I am looking into something that has troubled me regarding the level types for sparse tensors during the sparsification process of linalg.generic
operators.
Specifically, I am attempting to implement the COO format in MLIR, which is represented in the TACO compiler like this:
taco "A(i,j)=B(i,k)*C(k,j)" -f=A:dd:0,1 -f=B:uq:0,1 -f=C:dd:0,1
Note that both A and C are dense/dense, and B has the level types of sparse non-unique/singleton. This generates appropriate code for iterating over the COO format. Mainly, group first-rank indexes, then iterate over each group using second rank indexes in the lookup for tensor C.

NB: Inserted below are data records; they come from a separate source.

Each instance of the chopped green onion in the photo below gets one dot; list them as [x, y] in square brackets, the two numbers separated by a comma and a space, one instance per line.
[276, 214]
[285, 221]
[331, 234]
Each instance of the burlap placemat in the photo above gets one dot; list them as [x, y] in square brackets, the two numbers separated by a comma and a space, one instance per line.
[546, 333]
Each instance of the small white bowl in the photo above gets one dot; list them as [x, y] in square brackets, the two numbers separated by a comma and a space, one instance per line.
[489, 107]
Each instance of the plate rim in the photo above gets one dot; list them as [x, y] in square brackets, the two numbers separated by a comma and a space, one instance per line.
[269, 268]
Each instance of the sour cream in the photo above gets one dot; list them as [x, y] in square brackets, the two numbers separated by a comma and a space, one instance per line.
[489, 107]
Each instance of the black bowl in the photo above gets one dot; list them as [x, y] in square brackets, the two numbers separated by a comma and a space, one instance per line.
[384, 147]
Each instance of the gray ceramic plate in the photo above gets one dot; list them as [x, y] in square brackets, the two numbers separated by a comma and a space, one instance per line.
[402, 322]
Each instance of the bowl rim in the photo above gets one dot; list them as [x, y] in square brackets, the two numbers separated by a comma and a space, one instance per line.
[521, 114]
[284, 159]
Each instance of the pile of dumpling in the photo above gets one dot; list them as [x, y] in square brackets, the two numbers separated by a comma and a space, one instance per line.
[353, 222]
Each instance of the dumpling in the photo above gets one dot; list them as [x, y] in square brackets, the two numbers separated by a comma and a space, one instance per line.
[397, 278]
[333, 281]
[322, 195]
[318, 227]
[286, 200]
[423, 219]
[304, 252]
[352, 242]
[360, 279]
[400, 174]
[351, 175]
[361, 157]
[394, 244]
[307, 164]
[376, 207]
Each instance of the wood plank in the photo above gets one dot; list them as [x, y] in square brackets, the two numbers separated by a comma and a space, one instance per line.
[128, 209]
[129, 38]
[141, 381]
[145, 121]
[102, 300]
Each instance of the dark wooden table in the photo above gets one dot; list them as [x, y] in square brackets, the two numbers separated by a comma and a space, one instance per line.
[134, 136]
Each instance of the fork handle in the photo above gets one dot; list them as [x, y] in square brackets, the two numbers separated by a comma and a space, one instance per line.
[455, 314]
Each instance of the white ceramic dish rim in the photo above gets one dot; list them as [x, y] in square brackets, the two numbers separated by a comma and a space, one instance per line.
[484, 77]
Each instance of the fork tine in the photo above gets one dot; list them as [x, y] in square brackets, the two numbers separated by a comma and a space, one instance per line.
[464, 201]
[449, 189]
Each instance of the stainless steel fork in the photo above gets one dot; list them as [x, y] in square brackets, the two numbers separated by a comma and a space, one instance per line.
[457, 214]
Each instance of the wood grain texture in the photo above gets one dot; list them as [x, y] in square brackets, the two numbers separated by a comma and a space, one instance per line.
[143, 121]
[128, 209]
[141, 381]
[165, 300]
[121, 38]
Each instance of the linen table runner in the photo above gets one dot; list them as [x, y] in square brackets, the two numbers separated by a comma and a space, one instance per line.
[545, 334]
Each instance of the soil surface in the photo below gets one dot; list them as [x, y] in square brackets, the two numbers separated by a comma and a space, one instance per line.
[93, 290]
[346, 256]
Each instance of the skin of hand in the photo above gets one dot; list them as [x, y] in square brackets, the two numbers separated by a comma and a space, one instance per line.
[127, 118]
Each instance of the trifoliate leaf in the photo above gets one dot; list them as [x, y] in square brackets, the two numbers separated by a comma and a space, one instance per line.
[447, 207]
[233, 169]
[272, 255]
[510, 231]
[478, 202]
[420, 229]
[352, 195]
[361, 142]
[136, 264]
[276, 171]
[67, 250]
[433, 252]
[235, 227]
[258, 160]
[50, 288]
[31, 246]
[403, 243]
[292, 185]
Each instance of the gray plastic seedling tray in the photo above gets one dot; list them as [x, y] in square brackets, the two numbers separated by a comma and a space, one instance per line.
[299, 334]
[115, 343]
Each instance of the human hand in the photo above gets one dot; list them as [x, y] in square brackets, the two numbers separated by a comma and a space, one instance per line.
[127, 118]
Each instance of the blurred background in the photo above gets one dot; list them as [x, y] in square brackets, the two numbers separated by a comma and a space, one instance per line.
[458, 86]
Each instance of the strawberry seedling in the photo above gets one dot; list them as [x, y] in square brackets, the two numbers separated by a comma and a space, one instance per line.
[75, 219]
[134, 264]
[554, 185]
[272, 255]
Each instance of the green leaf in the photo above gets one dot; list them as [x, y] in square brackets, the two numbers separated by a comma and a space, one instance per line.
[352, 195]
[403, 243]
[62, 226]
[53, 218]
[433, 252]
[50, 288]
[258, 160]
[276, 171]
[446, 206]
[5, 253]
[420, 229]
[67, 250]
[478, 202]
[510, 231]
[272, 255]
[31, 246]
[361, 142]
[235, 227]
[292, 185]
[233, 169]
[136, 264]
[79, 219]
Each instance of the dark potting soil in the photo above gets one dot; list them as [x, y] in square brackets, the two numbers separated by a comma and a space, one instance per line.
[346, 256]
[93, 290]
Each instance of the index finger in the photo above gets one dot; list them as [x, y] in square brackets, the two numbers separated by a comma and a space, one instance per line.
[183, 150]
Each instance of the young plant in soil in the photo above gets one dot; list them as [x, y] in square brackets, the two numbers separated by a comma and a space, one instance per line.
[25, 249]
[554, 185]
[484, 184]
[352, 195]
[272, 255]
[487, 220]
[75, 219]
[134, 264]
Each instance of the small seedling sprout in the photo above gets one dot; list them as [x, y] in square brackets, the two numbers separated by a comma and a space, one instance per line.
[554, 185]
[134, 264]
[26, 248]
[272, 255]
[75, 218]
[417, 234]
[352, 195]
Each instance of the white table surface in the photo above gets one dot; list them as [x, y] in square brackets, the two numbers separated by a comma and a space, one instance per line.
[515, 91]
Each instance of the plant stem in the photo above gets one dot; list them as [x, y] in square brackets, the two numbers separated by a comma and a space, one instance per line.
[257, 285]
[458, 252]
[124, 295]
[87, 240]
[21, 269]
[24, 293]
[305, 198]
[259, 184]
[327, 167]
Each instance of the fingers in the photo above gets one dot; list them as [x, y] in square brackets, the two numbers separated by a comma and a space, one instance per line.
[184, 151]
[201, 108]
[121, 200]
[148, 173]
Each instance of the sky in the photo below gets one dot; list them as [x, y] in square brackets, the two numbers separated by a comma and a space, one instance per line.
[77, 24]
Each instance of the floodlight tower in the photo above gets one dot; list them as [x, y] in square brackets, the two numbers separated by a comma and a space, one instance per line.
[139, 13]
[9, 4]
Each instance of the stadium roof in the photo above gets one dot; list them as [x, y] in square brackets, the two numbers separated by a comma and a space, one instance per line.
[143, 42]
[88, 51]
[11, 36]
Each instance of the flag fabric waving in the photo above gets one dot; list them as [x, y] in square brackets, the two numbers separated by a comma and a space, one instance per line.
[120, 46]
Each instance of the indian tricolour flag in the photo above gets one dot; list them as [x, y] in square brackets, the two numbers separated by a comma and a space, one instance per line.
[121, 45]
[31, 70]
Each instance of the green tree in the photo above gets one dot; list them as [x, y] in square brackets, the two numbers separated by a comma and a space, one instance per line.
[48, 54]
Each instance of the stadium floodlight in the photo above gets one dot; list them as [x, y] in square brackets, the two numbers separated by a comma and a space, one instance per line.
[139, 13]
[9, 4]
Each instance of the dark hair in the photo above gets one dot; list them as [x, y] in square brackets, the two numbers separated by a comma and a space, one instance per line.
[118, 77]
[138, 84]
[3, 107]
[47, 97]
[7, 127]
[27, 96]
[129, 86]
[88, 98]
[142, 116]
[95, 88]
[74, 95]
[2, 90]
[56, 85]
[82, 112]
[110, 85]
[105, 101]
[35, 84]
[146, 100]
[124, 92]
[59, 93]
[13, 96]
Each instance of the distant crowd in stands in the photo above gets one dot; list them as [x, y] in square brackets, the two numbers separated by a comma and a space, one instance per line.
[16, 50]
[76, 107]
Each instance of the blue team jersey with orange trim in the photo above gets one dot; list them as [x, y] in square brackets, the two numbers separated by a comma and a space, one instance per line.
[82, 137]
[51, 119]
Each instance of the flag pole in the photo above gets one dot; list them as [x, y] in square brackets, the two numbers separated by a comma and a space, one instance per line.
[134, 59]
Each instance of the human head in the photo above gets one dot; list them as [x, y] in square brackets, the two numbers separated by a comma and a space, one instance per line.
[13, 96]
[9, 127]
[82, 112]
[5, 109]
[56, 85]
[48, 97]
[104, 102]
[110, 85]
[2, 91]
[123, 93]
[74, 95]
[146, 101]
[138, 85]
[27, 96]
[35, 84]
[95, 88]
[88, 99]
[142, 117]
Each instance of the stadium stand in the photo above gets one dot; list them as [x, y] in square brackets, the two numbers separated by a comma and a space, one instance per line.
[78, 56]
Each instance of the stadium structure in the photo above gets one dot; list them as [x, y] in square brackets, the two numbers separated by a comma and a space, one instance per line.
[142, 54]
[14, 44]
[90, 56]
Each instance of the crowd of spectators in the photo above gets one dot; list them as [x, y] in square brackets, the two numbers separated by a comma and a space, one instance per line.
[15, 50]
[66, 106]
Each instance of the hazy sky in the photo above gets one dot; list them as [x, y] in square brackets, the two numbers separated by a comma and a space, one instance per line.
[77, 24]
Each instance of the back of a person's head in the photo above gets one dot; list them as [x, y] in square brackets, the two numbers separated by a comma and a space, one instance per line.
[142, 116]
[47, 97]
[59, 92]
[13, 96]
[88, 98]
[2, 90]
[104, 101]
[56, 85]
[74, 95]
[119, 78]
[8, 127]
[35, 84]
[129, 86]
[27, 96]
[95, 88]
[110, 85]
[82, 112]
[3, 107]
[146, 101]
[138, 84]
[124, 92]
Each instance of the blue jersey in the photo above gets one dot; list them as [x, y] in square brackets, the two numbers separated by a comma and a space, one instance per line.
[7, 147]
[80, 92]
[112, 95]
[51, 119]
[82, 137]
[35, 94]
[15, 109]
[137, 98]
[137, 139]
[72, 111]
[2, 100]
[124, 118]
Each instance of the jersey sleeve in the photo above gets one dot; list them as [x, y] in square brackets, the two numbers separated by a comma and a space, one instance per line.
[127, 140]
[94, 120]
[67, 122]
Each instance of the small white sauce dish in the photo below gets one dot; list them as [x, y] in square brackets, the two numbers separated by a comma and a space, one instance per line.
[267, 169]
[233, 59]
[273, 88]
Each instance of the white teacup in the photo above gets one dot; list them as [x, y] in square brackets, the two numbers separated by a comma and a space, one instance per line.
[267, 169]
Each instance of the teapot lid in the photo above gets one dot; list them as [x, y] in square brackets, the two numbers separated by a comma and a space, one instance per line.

Doing the same thing in MLIR does not seem to work. Specifically, if I use the following IR:
#Tcs = #sparse_tensor.encoding<{ dimLevelType = [ "compressed", "singleton" ] }>
#trait2 = {
indexing_maps = [
affine_map<(i,j) -> (i,j)>, // A
affine_map<(i,j) -> (i,j)>, // B
affine_map<(i,j) -> (i,j)> // X (out)
],
iterator_types = ["parallel", "parallel"],
doc = "X(i,j) = A(i,j) OP B(i,j)"
}
func.func @mul_cs(%arga: tensor<32x16xf32, #Tcs>, %argb: tensor<32x16xf32>, %argx: tensor<32x16xf32>) -> tensor<32x16xf32> {
%0 = linalg.generic #trait2
ins(%arga, %argb: tensor<32x16xf32, #Tcs>, tensor<32x16xf32>)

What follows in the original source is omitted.